I have implemented a pattern with Flink CEP that matches three Events such as A->B->C
. After I have defined my pattern I generate a
PatternStream<Event> patternStream = CEP.pattern(eventStream, pattern);
with a PatternSelectFunction
such that
patternStream.select(new MyPatternSelectFunction()).print();
This works like a charm but I am interested in the event-time of all matched events. I know that the traditional Flink streaming API offers rich functions which allow you to register Flink's internal latency tracker as described in this question. I have also seen that for Flink 1.8 a new RichPatternSelectFunction
has been added. But unfortunately I cannot set up Flink 1.8 with Flink CEP.
Finally, is there a way to get the event-time of all matched events?
You don't need Rich Functions to use Flink's latency tracking. You just need to enable it by setting latencyTrackingInterval
to a positive number in either the Flink configuration or ExecutionConfig, e.g.,
env.getConfig().setLatencyTrackingInterval(1000);
and then you can observe the results in your metrics solution, or via the REST api (latency metrics are not reported in the Flink web UI).
Update:
The latency statistics are job metrics, and are in the list returned by
http://<job_manager_rest_endpoint>/jobs/<job_id>/metrics
Latency metric values can be fetched from
http://<job_manager_rest_endpoint>/jobs/<job_id>/metrics?get=<metric_name>
These metrics have names like
latency.source_id.<ID>.operator_id.<ID>.operator_subtask_index.<SUBTASK>.<metric>
where the IDs identity the source and operator nodes in the job graph between which the latency is being measured.

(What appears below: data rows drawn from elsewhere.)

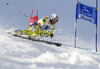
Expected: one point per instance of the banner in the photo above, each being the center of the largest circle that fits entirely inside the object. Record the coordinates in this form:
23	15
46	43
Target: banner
86	12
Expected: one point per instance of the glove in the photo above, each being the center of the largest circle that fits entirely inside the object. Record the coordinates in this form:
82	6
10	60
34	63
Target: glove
52	35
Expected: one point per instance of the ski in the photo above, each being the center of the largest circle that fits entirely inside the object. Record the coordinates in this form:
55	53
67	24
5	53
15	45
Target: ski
37	40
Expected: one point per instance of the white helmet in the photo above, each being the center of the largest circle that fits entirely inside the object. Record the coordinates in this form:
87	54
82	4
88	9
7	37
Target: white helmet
54	17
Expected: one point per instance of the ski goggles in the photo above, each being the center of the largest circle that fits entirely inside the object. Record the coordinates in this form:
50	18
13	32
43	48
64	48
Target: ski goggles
55	19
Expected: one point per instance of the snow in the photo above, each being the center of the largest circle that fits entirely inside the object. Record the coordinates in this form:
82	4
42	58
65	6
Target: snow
17	53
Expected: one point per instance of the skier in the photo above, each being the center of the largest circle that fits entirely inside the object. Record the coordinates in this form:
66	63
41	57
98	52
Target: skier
44	27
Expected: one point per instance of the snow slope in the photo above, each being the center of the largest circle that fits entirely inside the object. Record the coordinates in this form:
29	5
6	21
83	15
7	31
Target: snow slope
17	53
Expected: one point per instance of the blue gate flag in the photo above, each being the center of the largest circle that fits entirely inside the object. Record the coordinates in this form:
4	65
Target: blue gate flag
86	12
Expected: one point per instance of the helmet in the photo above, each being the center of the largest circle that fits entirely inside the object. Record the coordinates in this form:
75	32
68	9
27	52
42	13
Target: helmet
54	17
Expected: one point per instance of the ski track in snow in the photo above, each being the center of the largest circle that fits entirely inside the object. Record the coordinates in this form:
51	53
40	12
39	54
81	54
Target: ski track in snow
18	53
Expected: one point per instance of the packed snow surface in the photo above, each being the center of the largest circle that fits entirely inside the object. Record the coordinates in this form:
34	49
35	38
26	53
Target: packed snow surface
18	53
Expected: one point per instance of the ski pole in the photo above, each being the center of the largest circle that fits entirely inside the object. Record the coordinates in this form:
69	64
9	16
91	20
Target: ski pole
19	11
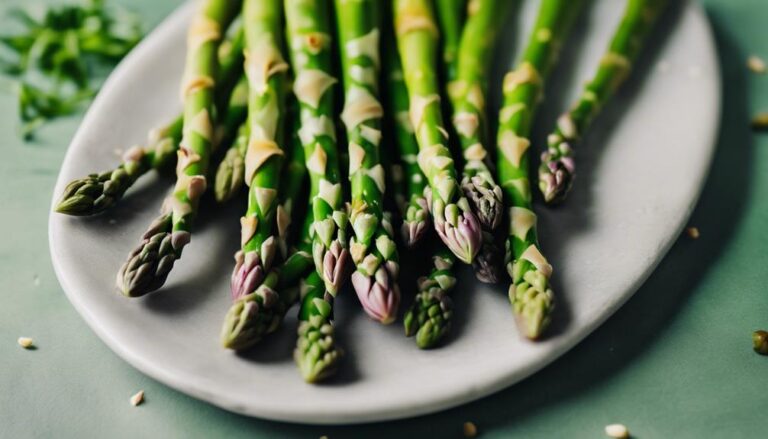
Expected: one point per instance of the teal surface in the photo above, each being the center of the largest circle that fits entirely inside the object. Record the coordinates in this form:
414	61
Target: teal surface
675	361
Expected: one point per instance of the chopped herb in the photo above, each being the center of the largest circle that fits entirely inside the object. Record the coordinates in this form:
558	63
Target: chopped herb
60	58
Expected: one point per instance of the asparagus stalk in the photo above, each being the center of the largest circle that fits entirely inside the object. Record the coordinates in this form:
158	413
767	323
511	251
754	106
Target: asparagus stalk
530	293
429	318
98	192
230	175
316	353
309	27
148	265
417	36
267	82
412	204
372	247
557	168
260	312
467	95
451	15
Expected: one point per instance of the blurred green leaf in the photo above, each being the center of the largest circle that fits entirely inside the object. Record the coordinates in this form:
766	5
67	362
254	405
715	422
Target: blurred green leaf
59	55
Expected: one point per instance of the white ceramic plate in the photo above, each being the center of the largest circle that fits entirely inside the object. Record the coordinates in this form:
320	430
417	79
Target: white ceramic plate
638	182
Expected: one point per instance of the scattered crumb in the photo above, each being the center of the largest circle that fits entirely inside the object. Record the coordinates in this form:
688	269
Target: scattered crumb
757	65
760	342
138	398
760	122
618	431
470	429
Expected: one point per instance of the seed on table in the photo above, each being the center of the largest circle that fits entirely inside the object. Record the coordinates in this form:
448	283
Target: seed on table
26	342
757	65
470	429
760	122
138	398
618	431
760	342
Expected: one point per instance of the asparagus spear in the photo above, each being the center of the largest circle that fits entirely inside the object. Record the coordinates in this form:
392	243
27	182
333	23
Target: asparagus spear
451	15
148	265
260	312
413	205
530	293
230	175
467	95
372	247
309	26
98	192
429	318
417	35
267	82
316	353
557	168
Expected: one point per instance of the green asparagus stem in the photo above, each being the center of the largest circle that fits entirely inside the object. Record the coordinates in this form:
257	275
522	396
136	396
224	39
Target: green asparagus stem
417	36
230	175
412	204
98	192
451	15
260	312
530	293
316	354
429	318
372	247
267	82
467	95
557	169
309	27
148	265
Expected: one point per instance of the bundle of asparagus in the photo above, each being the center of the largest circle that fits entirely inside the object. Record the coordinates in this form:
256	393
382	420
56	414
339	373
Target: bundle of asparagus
272	117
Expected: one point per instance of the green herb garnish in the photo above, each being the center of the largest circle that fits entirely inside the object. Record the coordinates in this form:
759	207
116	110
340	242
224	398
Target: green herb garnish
61	58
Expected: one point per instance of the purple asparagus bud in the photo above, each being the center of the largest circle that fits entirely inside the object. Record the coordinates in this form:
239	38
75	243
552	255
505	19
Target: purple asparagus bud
380	297
336	265
556	174
247	275
458	228
416	221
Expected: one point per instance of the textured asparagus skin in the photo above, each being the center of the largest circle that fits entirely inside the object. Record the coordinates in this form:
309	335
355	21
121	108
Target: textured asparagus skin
454	221
467	95
267	83
430	315
309	27
409	186
98	192
148	265
530	293
316	354
372	247
557	169
261	311
451	16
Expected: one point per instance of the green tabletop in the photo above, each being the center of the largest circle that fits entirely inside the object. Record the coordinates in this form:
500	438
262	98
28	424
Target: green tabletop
675	361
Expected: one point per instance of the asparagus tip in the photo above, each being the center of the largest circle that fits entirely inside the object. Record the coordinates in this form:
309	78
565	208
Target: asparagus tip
556	179
485	197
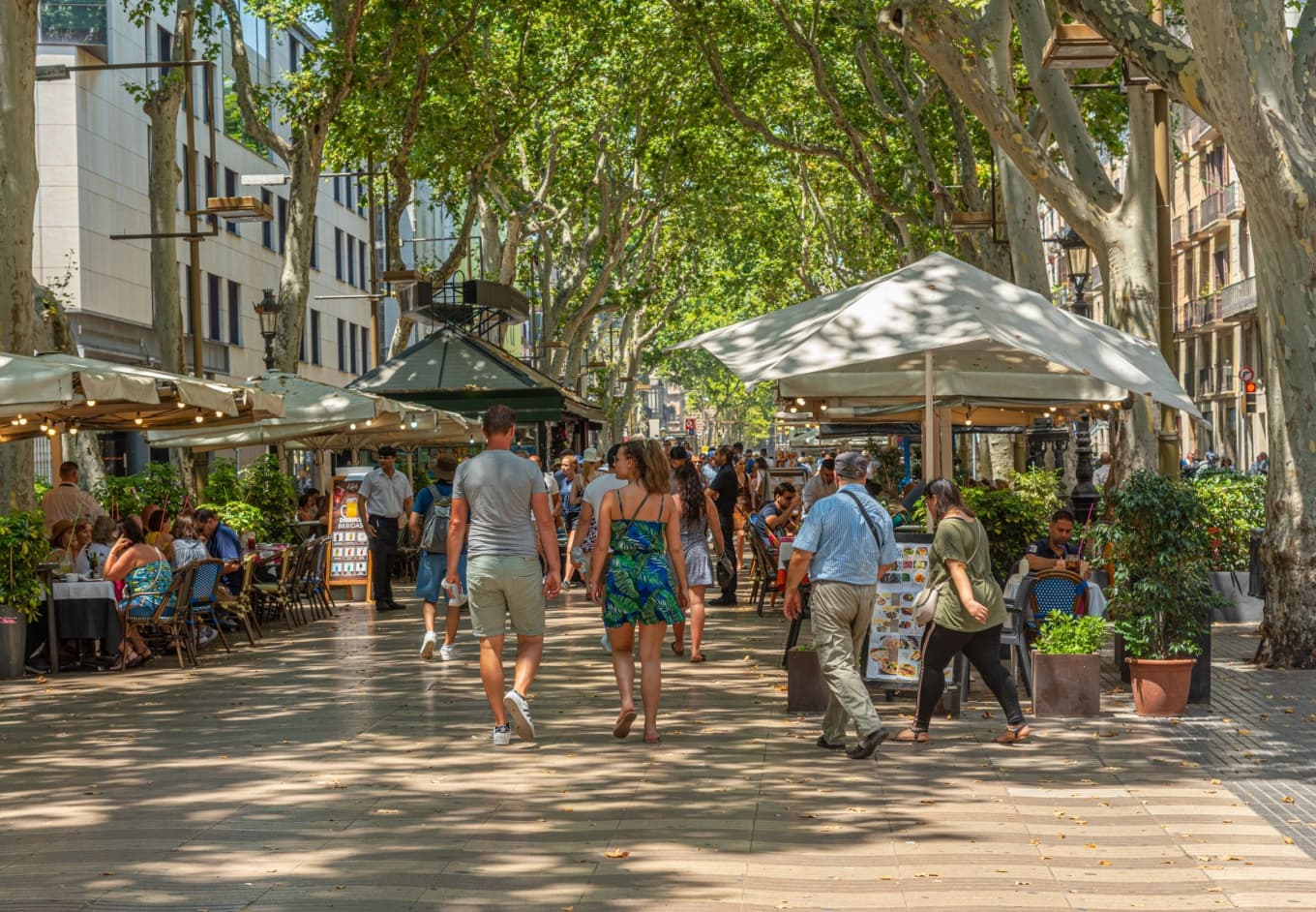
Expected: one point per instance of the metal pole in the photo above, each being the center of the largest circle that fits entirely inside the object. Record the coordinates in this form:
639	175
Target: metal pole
1168	441
374	259
194	241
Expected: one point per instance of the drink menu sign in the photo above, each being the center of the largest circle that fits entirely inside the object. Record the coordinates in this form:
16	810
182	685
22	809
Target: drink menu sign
349	549
895	640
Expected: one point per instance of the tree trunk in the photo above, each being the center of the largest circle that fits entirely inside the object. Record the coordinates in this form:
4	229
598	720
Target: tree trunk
295	278
17	203
162	106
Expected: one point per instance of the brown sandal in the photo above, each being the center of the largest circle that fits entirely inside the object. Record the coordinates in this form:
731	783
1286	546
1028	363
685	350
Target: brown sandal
911	736
1013	735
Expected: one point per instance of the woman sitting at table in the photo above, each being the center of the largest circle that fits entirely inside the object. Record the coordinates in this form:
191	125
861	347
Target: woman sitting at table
143	570
187	546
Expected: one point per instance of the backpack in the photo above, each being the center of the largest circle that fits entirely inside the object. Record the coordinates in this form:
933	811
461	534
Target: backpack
434	534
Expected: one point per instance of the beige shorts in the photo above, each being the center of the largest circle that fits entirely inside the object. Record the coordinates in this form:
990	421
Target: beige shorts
505	586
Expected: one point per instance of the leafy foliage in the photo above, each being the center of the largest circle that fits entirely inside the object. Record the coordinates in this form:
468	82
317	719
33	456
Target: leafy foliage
22	546
1234	504
1064	634
158	483
1161	596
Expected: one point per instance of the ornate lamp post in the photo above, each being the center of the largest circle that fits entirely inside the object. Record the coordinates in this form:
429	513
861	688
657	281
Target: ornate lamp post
267	310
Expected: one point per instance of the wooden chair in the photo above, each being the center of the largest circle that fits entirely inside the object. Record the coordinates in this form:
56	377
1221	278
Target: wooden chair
168	618
205	583
240	603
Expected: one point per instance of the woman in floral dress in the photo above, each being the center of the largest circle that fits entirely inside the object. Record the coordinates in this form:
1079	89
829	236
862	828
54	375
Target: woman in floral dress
640	532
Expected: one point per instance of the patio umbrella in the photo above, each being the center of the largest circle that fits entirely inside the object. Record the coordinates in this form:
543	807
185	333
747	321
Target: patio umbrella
969	333
65	392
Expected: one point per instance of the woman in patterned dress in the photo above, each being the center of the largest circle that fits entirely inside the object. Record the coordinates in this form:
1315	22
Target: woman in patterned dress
143	568
639	531
698	515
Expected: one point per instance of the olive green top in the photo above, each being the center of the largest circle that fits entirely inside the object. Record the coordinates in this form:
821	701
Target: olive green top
965	541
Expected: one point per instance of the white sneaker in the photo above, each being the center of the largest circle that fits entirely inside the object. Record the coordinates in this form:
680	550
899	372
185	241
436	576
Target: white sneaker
520	713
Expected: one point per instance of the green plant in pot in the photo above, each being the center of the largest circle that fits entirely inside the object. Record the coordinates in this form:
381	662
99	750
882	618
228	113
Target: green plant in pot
1161	599
1066	667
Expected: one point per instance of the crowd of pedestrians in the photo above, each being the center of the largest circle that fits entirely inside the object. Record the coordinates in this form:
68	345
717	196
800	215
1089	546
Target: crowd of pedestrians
645	528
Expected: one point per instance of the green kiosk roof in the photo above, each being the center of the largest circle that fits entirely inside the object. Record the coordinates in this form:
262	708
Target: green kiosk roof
464	374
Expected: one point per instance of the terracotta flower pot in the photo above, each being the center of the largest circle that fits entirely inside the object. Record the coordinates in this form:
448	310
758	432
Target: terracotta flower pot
1066	685
1161	685
806	687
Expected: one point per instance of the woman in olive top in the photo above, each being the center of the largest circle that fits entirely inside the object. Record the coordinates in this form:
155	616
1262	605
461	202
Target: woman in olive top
969	618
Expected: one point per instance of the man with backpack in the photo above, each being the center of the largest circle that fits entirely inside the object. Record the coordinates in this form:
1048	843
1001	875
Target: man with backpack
430	519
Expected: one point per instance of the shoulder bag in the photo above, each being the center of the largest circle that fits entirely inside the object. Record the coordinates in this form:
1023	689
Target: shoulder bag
925	603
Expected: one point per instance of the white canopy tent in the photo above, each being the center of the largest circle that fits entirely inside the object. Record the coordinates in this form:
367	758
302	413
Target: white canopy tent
966	332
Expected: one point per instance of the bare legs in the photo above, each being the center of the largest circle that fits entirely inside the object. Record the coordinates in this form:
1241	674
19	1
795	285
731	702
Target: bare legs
529	651
651	637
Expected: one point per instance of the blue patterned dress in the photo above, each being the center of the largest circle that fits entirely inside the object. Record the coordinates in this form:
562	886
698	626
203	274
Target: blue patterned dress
640	589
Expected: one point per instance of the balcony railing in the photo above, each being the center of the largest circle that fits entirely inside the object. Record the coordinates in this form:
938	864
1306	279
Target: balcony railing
82	22
1239	297
1234	201
1211	209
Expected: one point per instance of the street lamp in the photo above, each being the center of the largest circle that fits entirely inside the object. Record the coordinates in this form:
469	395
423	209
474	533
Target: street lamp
1078	260
267	310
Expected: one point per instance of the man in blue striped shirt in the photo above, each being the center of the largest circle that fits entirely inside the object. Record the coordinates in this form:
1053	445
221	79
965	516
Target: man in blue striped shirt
845	545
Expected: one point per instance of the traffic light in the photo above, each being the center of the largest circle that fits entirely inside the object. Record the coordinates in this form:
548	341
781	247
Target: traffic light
1249	398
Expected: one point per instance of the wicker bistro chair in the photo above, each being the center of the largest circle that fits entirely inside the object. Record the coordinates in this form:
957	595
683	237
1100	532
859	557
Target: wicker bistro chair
240	603
278	597
168	619
205	583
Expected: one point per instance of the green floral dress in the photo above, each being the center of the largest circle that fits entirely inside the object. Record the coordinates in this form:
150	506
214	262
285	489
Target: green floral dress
639	586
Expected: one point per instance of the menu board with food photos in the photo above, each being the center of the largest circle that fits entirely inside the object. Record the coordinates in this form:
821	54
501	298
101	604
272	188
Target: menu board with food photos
349	549
894	648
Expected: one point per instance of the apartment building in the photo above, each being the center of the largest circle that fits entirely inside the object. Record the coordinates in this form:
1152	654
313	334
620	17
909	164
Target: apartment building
92	153
1214	296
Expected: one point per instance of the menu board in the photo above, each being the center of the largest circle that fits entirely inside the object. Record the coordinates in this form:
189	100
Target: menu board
349	549
895	640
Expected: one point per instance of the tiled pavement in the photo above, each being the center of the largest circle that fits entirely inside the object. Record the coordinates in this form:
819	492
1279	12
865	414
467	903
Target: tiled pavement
329	769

For example, I can determine the 95th percentile latency between the source and one of the sinks in a job I am running right now with this request:
http://localhost:8081/jobs/94b189a96b98b3aafaba6db6aa8b770b/metrics?get=latency.source_id.bc764cd8ddf7a0cff126f51c16239658.operator_id.fd0ee602f2fa8d310d9bd9f694e185f5.operator_subtask_index.0.latency_p95
Alternatively, you could use a ProcessFunction to add processing time timestamps to your events before they enter the CEP part of your job, and then use another ProcessFunction afterwards to measure the elapsed time.